San Diego Mayor Jerry Sanders - September 19, 2007
I am here this afternoon to announce that I will sign the resolution that the City Council passed yesterday, directing the city attorney to file a [California Supreme Court] brief in support of gay marriage. My plan, that has been reported publicly, was to veto the resolution, so I feel like I owe all San Diegans right now an explanation for this change of heart.
During the campaign two years ago, I announced that I did not support gay marriage and instead supported civil unions and domestic partnerships. I have personally wrestled with that position ever since. My opinions on this issue have evolved significantly, as I think the opinions of millions of Americans from all walks of life have.
In order to be consistent with the position I took during the mayoral election, I intended to veto the Council resolution.
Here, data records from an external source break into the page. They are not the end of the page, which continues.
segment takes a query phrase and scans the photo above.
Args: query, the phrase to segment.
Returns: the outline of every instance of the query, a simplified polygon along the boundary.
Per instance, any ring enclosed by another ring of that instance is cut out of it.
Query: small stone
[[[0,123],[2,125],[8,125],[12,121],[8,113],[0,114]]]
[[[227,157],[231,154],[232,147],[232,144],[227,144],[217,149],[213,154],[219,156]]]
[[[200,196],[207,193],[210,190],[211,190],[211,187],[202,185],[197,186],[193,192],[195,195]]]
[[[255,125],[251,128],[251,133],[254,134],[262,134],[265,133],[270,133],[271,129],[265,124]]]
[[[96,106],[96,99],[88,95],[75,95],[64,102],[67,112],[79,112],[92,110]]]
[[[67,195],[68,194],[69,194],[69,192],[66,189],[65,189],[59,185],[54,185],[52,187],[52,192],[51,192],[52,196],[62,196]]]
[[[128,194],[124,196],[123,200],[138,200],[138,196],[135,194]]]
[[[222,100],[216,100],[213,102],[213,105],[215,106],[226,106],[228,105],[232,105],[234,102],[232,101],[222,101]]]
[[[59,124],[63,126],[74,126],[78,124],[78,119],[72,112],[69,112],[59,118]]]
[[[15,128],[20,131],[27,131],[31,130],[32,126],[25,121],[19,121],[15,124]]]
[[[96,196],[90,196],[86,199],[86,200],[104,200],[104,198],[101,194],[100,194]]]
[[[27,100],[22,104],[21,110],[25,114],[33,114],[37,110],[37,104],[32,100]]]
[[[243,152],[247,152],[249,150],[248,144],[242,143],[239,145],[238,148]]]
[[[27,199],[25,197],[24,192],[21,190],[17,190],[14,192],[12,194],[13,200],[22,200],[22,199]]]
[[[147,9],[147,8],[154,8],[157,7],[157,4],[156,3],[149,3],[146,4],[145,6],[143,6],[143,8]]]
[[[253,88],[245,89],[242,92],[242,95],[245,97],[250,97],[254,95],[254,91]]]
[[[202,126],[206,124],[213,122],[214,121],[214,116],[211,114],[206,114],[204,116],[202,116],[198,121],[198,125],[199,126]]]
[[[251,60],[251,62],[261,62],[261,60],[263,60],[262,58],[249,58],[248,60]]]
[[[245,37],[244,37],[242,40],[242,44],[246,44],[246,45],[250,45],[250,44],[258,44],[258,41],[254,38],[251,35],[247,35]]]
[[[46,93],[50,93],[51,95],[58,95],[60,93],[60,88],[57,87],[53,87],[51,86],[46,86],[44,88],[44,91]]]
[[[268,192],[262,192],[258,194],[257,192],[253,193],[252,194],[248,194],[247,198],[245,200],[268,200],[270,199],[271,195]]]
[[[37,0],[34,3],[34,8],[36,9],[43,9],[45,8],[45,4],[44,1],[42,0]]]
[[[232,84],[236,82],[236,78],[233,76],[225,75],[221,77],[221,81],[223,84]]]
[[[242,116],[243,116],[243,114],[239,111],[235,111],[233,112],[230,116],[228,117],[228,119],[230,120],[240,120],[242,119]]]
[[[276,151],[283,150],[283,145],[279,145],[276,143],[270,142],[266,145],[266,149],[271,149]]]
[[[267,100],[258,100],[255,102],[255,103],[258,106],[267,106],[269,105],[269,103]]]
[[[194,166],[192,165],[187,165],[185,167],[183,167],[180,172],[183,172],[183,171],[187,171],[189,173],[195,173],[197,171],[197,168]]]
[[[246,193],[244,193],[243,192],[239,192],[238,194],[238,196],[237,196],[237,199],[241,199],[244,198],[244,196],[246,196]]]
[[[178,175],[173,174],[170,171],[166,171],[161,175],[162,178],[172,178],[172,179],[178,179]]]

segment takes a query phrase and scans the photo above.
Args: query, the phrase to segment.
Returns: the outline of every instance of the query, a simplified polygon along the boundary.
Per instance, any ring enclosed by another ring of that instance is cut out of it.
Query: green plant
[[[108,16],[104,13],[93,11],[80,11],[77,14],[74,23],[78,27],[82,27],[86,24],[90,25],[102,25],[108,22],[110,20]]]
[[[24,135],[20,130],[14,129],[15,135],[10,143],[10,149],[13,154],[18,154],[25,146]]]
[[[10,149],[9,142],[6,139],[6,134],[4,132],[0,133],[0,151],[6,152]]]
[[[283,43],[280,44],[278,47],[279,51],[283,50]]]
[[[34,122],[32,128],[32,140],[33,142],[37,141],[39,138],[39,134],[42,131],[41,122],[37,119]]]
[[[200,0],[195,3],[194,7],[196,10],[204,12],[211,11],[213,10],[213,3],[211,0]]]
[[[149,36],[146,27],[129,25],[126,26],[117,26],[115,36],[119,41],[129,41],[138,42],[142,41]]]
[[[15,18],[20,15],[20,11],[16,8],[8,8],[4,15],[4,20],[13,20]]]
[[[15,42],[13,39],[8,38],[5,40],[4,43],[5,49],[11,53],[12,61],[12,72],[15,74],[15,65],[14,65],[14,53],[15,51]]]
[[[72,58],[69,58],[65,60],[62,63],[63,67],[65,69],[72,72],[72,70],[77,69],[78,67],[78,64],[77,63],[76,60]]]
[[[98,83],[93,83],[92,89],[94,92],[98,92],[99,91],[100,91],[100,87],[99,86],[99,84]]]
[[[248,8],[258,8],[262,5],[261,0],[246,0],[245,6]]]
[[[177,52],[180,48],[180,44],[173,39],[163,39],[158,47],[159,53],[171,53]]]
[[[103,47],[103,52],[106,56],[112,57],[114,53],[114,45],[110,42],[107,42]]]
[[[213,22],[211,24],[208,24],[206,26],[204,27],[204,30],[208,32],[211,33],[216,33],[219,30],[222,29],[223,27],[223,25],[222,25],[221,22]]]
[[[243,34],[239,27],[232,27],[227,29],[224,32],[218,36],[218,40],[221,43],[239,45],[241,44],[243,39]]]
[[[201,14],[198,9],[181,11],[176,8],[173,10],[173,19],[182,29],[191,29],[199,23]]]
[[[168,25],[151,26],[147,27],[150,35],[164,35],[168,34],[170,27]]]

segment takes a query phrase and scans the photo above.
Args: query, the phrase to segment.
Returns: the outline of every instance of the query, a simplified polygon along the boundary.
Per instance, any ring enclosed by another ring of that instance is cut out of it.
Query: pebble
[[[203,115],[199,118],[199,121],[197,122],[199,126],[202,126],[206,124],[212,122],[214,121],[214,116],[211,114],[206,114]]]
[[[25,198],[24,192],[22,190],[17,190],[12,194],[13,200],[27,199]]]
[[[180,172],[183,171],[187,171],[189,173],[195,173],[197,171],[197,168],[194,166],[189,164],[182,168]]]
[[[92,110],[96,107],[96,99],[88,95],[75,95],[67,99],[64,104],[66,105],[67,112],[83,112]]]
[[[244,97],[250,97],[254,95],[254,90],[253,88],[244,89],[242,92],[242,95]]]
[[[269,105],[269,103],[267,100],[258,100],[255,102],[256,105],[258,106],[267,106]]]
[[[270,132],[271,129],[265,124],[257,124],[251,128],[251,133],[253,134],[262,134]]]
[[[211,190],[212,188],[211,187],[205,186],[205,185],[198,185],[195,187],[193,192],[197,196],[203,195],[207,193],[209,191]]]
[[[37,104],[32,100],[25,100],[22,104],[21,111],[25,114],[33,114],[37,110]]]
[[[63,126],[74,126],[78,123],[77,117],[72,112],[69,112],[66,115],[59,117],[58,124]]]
As late as yesterday afternoon, that was my position. The arrival of the resolution — to sign or veto — in my office late last night forced me to reflect and search my soul for the right thing to do.
I have decided to lead with my heart, which is probably obvious at the moment, to do what I think is right, and to take a stand on behalf of equality and social justice. The right thing for me to do is sign this resolution.
For three decades, I have worked to bring enlightenment, justice and equality to all parts of our community. As I reflected on the choices I had before me last night, I just could not bring myself to tell an entire group of people in our community they were less important, less worthy or less deserving of the rights and responsibilities of marriage than anyone else, simply because of their sexual orientation.
A decision to veto this resolution would have been inconsistent with the values I have embraced over the past 30 years. I do believe that times have changed. And with changing time, and new life experiences, come different opinions. I think that’s natural, and it’s certainly true in my case.
Two years ago, I believed that civil unions were a fair alternative. Those beliefs, in my case, have changed. The concept of a “separate but equal” institution is not something I can support.
I acknowledge that not all members of our community will agree or perhaps even understand my decision today. All I can offer them is that I am trying to do what I believe is right.
I have close family members and friends who are a member of the gay and lesbian community. Those folks include my daughter Lisa and her partner, as well as members of my personal staff. I want for them the same thing that we all want for our loved ones; for each of them to find a mate whom they love deeply and who loves them back; someone with whom they can grow old together and share life’s experiences.
And I want their relationships to be protected equally under the law. In the end, I could not look any of them in the face and tell them that their relationship — their very lives — were any less meaningful than the marriage I share with my wife Rana.